Farmers with a well-trained nose may be able to detect a ripe peach by the unique combination of alcohols, esters, ketones, and aldehydes, but even an expert may struggle to know when the fruit is perfect for the picking. To help with harvesting, scientists have been developing electronic noses for sniffing out the ripest and most succulent peaches. In a recent study, one such e-nose exceeded 98 per cent accuracy.
Sergio Luiz Stevan Jr. and colleagues at Federal University of Technology - Paraná and State University of Ponta Grossa, in Brazil, developed the new e-nose system. Mr Stevan notes that even within a single, large orchard, fruit on one tree may ripen at different times than fruit on another tree, thanks to microclimates of varying ventilation, rain, soil, and other factors. Farmers can inspect the fruit and make their best guess at the prime time to harvest, but risk losing money if they choose incorrectly.
Fortunately, peaches emit vaporous molecules, called volatile organic compounds, or VOCs. “We know that volatile organic compounds vary in quantity and type, depending on the different phases of fruit growth,” explained Mr Stevan. “Thus, the electronic noses are an option, since they allow the online monitoring of the VOCs generated by the fruit.”
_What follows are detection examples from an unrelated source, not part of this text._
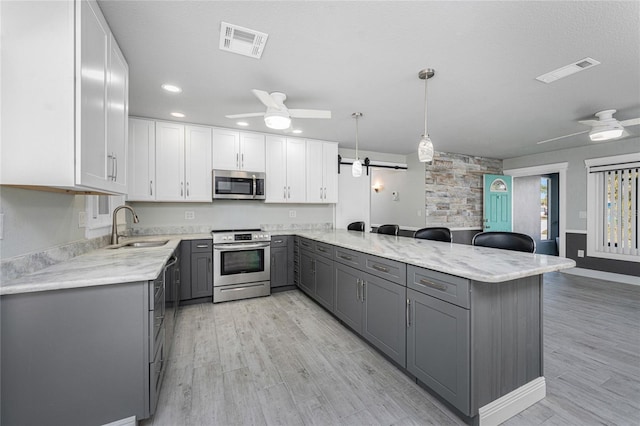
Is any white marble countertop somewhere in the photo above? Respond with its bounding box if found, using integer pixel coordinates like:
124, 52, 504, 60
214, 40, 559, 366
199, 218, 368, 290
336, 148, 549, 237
0, 234, 211, 295
279, 229, 576, 283
0, 229, 575, 295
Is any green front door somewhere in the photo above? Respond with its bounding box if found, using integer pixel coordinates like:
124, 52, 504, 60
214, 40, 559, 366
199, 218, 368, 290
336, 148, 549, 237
483, 175, 512, 232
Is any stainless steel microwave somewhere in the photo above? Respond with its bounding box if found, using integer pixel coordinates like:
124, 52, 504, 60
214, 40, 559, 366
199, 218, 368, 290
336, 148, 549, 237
212, 170, 265, 200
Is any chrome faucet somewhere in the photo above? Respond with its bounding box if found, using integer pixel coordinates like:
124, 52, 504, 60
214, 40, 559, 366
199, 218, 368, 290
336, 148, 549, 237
111, 205, 140, 244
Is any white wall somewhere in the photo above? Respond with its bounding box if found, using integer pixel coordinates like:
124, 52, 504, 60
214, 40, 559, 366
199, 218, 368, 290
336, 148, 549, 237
503, 137, 640, 231
0, 186, 85, 259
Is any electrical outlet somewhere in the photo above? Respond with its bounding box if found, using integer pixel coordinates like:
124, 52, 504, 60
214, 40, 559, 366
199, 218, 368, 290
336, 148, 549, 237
78, 211, 87, 228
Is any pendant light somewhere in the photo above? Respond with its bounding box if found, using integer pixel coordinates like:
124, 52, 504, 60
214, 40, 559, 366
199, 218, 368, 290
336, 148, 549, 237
418, 68, 435, 163
351, 112, 362, 177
The researchers say their e-nose has several advantages over existing ripeness-sensing approaches, including that it conducts real-time analyses in an open environment and does not require direct handling of the fruit.
The e-nose system created by the team has a set of gas sensors sensitive to particular VOCs. The measurements are digitised and pre-processed in a microcontroller. Next, a pattern recognition algorithm is used to classify each unique combination of VOC molecules associated with three stages of peach ripening (immature, ripe, over-ripe). The data is stored internally on an SD memory card and transmitted via Bluetooth or USB to a computer for analysis.
The system is also equipped with a ventilation mechanism that draws in air from the surrounding environment at a constant rate. The passing air is subjected to a set level of humidity and temperature to ensure consistent measurements. The idea, Mr Stevan says, is to deploy several of these “noses” across an orchard to create a sensing network.
He notes several advantages of this system over existing ripeness-sensing approaches, including that it is online, conducts real-time continuous analyses in an open environment, and does not require direct handling of the fruit. “It is different from the other approaches present in the literature, which are generally carried out in the laboratory or warehouses, post-harvest or during storage,” he says.
While the study shows that the e-nose system already has a high rate of accuracy at more than 98 percent, the researchers are continuing to work on its components, focusing in particular on improving the tool’s flow analysis. They have filed for a patent and are exploring the prospect of commercialisation.